Thursday, December 2, 2010

The Invisible Artist: Irvin Kershner 1923-2010

When George Lucas tapped director Irvin Kershner, who died last Saturday at 87 after a three-year battle with lung cancer, to direct The Empire Strikes Back (the sequel to Star Wars), Kershner asked him, "Of all the younger guys around, all the hot-shots, why me?" Lucas replied, "Well, because you know everything a Hollywood director is supposed to know, but you're not Hollywood." Lucas wasn't kidding. Nor was he simply pandering to the veteran director. Although Irvin Kershner had been making movies in Hollywood since the late fifties, he certainly wasn't typical Hollywood. He didn't make the most obvious commercial entertainments, but rather he examined with thoughtful consideration what constitutes commercial entertainment. Which is one reason why The Empire Strikes Back was a significant improvement over its predecessor.

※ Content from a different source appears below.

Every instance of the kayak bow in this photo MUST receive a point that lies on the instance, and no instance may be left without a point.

If Lucas created spectacle out of the pop treadmill of space action serials, Kershner gave his own film a sumptuousness that linked it to classic fairy tale. Star Wars was content being an entertainment machine that kept the audience peaked, but The Empire Strikes Back dug deeper into the underpinnings of the story while giving the characters flesh and blood emotion. It was the most dramatically charged and enchanting picture of the entire series. "I like to fill up the frame with the characters' faces," Kershner once said. "There's nothing more interesting than the landscape of the human face." That landscape was often filled with the temperament of a film maker who seldom settled for the outlines of what the stories gave him.

In one of his first films, The Luck of Ginger Coffey (1964), an unrelenting adaptation of Brian Moore's novel about an unfulfilled Irishman in Montreal, Kershner didn't turn Moore's tale of despair into the inspirational story of a proud man who can't find his place in the world. Like Moore, he delved into James 'Ginger' Coffey's darkest frustrations where his self-destruction and selfless pride resided. Both Robert Shaw in the lead, and Mary Ure as his wife, Veronica, turned dramatic gloom into the revelation of two sparring marital partners reaching revelation too late. Kershner would return to this theme in Loving (1970) where George Segal and Eva Marie Saint play a middle-class married couple blinded by the routine of their roles as parents and partners. Where Segal's husband hides his insecurities in a series of affairs, Eva Marie Saint becomes consumed by domesticity. What separates Loving from most other movies about romantic discord is that their eventual confrontation with the reality of their married life isn't met with condescending scorn (as the couple in American Beauty would be years later). Kershner's compassion for human frailty was coupled with his strong curiosity about how human nature worked.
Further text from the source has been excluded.